GDPに対する負債の割合は、1990年代初頭に50%まで上昇。2008年の世界経済危機を脱した直後に90%に達したあとも、増加の一途をたどった。パンデミック発生の直前、米国の債務は推定でGDPの109%だった。現在はこれをはるかに上回っている上に、GDPが減少するなかで3兆ドル規模の景気刺激策が実施され、さらに追加が検討されている。フィッチの予測では、米国の債務は2021年までにGDPの130%以上に跳ね上がる可能性がある。この指標が40%程度だった1970年代から80年代と比べて、3倍以上に膨れ上がる計算だ。
憂慮すべき事態?
膨大な政府債務は問題に見えるかもしれないが、ほかにも考慮すべき要素は存在する。第一に、現在の金利が非常に低い水準にあることだ。米国政府は現在、1.5%以下の利率で30年間にわたって金を借りることができる。そのため、たとえ債務額が多くても、返済は比較的容易だ。
現在、GDP比の債務は1980年の3倍にのぼるが、当時は10年国債の金利が11%で、今よりも1桁上だった。つまり、債務が多いのは間違いないが、金利が非常に低いために、返済は以前よりはるかに容易になっているのだ。ただし、インフレ率や金利は、多くの人が考えるよりも急速に変化する可能性があることにも留意すべきだろう。

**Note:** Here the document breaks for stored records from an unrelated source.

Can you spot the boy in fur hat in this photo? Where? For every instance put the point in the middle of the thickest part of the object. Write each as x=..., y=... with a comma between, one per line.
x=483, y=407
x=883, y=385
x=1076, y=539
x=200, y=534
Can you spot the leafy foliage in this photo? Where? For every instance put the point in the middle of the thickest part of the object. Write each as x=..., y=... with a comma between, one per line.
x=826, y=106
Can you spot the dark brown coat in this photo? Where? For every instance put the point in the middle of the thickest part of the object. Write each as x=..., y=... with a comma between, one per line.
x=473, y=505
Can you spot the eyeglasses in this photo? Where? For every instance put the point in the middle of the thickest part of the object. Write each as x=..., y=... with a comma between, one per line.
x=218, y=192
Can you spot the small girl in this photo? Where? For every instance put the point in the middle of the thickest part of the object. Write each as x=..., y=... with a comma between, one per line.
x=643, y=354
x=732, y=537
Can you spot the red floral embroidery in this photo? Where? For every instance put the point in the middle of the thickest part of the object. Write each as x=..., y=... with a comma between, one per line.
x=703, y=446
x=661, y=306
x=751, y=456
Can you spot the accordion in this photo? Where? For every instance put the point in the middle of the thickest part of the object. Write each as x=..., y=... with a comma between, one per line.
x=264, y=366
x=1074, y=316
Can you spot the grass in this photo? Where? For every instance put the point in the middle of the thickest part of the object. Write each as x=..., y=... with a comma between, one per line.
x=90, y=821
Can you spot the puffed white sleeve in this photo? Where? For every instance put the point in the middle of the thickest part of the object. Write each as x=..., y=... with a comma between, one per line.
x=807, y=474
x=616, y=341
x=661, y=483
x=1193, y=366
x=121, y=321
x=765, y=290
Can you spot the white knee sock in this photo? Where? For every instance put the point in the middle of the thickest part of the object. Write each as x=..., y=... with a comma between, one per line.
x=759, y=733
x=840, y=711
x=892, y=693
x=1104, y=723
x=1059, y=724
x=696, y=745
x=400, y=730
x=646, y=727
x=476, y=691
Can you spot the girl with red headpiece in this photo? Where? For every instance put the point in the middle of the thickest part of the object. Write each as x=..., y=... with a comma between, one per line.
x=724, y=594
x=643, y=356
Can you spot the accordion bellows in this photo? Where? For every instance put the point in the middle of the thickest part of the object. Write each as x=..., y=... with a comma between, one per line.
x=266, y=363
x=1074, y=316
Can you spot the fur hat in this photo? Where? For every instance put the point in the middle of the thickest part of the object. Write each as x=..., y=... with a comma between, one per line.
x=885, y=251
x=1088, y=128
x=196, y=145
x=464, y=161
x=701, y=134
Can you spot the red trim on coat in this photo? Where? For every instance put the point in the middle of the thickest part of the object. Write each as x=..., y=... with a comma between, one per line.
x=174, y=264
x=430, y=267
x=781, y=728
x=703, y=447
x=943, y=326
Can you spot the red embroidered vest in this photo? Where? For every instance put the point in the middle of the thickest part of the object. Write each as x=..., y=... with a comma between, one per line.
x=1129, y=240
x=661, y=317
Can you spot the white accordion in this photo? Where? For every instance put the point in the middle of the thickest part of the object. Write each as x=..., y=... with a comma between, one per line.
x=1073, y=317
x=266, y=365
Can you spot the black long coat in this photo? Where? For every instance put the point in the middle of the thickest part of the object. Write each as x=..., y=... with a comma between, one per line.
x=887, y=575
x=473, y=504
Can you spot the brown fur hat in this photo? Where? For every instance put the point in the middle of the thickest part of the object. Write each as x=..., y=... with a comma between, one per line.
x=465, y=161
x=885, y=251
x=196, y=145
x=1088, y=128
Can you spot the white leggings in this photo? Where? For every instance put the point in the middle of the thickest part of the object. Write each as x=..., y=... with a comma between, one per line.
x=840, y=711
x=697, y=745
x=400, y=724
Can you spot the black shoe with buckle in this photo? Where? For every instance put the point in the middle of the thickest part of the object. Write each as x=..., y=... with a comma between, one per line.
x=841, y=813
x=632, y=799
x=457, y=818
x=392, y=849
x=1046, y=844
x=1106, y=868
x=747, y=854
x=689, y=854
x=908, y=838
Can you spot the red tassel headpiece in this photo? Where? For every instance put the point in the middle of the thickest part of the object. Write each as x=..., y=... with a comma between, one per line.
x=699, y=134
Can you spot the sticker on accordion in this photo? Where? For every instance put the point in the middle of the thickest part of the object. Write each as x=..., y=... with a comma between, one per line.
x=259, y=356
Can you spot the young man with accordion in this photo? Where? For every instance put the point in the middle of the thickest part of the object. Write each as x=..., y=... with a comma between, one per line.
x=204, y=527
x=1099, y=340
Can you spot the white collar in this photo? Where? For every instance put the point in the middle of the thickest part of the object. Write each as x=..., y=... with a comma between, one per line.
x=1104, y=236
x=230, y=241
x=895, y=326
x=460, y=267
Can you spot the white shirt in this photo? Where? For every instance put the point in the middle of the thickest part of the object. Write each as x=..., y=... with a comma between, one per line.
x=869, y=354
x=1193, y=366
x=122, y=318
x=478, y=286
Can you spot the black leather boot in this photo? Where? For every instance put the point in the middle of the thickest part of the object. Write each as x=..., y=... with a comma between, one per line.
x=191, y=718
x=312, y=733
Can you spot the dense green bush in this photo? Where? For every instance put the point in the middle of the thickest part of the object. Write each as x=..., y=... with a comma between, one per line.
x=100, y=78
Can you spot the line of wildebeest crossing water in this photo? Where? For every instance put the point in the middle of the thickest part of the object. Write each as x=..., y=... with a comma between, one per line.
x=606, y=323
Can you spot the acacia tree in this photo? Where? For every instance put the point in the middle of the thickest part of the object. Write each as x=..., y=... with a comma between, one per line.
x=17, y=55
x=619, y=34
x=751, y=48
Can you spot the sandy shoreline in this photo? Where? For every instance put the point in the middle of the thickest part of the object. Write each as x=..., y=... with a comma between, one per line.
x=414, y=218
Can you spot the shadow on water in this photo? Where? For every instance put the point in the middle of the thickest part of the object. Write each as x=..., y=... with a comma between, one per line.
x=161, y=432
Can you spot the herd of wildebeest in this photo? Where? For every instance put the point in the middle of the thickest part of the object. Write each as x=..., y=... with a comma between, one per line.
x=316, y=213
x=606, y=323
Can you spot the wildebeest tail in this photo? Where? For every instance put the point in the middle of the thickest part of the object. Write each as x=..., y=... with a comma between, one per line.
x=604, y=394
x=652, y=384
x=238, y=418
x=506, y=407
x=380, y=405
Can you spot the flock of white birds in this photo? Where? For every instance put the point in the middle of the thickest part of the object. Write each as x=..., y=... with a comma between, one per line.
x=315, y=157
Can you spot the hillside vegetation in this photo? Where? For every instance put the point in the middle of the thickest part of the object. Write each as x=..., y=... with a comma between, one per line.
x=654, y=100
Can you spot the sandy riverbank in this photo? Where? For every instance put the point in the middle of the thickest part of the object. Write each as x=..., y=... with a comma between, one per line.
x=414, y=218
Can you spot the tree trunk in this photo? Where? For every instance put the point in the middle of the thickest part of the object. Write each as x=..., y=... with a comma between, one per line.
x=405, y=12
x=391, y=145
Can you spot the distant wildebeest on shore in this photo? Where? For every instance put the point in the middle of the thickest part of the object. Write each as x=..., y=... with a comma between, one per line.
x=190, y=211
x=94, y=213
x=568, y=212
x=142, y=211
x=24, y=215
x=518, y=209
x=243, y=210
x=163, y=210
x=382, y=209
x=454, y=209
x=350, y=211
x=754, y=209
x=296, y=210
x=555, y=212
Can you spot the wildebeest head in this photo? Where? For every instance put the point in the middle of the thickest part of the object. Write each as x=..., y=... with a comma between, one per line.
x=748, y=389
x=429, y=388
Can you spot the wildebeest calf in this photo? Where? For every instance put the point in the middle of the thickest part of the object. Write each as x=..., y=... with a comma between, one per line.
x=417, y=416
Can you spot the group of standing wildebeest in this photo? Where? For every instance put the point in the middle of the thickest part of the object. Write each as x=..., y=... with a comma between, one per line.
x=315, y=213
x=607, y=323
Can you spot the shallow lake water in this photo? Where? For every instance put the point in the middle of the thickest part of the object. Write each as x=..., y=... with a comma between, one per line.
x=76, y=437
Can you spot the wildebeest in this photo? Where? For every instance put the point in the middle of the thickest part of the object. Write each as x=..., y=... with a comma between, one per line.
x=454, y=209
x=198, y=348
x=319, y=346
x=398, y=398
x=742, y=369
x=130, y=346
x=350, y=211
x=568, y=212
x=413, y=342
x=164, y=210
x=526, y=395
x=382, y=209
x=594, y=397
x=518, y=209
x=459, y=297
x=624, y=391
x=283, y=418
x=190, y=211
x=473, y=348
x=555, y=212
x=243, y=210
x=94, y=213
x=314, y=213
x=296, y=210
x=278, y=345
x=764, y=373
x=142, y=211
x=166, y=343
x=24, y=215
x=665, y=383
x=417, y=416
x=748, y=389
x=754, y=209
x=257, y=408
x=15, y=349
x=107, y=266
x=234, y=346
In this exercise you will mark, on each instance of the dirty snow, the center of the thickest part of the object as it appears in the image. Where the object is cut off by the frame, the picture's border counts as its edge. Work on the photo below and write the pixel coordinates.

米国の経済力は、債務への対応において明らかに有利にはたらく。米ドルを事実上の通貨として使用している国は多い。米国には、自国通貨が広く世界で使われており、信用を得ているというアドバンテージがある。米国はドルを刷ることができ、ドルが諸外国から求められるかぎり、他国に比べて金融政策の自由度が高い。もちろん、この状態も時とともに変化する可能性はある。しかし、現段階で米国の経済的地位は、債務管理に役立つだろう。